PAG. I think you are using "indulged" rather loosely here. Entering the Jesuits and having that final cigarette, drink, or chocolate seem to me quite different.

Quote:
Erick Mead wrote: View Post
Or in the more technical context, the 1968 Penitentiary does seem to grant them plenary treatment in retreat.
PAG.

Quote:
Erick Mead wrote: View Post
When I read the Doka, or the lectures on the aspects of myth, I try to turn off my analytic brain for a while and just see the images given, as they move and transition in imagery, as thoroughly as I can. Then I turn it back on again. Sometimes I put the switch on rapid cycle. Straight on ahead - random walk back, and iterate.

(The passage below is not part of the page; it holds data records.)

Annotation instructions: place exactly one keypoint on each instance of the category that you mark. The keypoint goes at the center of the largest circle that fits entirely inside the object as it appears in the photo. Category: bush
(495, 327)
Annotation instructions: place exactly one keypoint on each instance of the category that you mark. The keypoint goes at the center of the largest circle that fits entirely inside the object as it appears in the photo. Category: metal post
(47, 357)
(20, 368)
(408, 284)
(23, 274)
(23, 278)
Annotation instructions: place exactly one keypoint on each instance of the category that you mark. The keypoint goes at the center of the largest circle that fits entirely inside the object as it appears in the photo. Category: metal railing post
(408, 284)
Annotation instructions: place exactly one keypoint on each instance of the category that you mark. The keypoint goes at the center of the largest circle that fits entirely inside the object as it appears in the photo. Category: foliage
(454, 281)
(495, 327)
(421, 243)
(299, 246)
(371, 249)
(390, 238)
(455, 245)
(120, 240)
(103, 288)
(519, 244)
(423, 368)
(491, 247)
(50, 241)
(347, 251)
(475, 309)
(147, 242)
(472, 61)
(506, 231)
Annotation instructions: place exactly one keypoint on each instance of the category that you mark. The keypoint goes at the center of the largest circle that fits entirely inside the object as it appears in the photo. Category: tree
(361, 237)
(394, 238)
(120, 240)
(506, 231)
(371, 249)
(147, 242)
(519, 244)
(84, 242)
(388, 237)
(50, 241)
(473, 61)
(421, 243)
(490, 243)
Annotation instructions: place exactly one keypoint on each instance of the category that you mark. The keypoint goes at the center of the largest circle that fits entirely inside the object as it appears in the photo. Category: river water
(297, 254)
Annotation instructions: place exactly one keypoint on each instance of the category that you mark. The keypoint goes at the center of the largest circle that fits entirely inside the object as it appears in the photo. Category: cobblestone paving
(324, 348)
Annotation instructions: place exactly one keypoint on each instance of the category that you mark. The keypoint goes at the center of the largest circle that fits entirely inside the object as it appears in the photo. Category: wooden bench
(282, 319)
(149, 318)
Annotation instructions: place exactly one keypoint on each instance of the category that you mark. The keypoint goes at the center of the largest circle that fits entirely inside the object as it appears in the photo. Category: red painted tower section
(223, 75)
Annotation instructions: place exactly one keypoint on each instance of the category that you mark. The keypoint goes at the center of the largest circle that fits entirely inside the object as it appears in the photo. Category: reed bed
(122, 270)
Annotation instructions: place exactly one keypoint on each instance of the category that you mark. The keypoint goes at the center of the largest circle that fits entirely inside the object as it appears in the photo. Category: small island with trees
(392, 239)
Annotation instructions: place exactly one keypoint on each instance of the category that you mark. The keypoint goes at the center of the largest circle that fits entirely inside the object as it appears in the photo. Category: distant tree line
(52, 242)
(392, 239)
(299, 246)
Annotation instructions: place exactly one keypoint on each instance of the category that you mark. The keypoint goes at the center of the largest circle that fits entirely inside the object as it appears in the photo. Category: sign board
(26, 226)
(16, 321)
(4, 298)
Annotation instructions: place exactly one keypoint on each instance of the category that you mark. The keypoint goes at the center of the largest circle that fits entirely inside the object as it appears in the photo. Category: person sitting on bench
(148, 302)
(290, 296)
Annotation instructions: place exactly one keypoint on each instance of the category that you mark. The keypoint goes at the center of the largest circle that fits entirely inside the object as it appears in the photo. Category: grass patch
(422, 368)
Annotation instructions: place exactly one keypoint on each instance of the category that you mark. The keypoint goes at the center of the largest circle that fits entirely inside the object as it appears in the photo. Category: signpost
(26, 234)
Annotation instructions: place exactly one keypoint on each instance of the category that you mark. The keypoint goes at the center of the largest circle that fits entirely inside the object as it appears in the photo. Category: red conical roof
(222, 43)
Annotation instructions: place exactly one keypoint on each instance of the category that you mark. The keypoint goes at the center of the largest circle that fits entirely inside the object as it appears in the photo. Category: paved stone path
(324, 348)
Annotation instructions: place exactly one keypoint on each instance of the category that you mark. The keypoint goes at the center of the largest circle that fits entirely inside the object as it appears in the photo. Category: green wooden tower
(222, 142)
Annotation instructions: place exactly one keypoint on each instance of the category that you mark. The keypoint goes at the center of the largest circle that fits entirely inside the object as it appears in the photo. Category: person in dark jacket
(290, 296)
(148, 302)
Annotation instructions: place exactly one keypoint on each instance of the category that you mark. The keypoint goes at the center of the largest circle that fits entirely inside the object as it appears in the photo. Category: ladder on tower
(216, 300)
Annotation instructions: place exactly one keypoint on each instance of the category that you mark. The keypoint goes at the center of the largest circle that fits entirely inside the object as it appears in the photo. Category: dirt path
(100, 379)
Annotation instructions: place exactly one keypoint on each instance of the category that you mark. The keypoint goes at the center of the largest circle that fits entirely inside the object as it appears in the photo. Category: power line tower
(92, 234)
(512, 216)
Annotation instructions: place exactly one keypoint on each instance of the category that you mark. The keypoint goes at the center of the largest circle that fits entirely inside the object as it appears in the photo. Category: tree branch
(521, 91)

Same as the way that the pattern of images connects Hilton's Scala, Jacob's ladder, the mustard tree, the Vine and branches, the pillar of fire, and stream of living water.
PAG. This seems somewhat schizophrenic to me. I agree that seeing the images pass by (stream of consciousness) is one way of reading a text, but it is not the only way. Since I was brought up on I A Richards and F R Leavis, I prefer their more comprehensive approach.

Quote:
Erick Mead wrote: View Post
But the background that I see is not blurry because my eyes lack focus -- it is blurry because it is snapshot of a moving pattern of its own. If it seems now one thing and now another that is part of what the image itself presents to be seen in its native changes. Much of what I write in this mode is in a sense a meditation on the imagery and its associations. What I write and think in the other mode is much more analytic and tends to the physical.
PAG. Two points: (1) I do not switch between any modes when I consider a text, and (2) there is much scope for woolly-mindedness here that you do not deal with.

Quote:
Erick Mead wrote: View Post
If I were to look for a "type" to point to I would look to Hiltons' intellectual forebear, Hugh of St.Victor, for whom the alternatives of systematic thinking from revealed knowledge and imaginative contemplation were companions and not strangers, and showed a certain indifference to established categories of more purely philosophical thought. Phronesis rather than sophia. Closer to MacIntyre, and very far from Rawls.
PAG. There is also much scope for woolly-mindedness here and it is your summarizing that is the issue for me. You link together Hugh of St Victor, 'established categories of more purely philosophical thought', phronesis, MacIntyre and Rawls. My own studies of four of these do not yield such a link, so I would need to 'unpack' the thought and see more clearly where the link allegedly lies.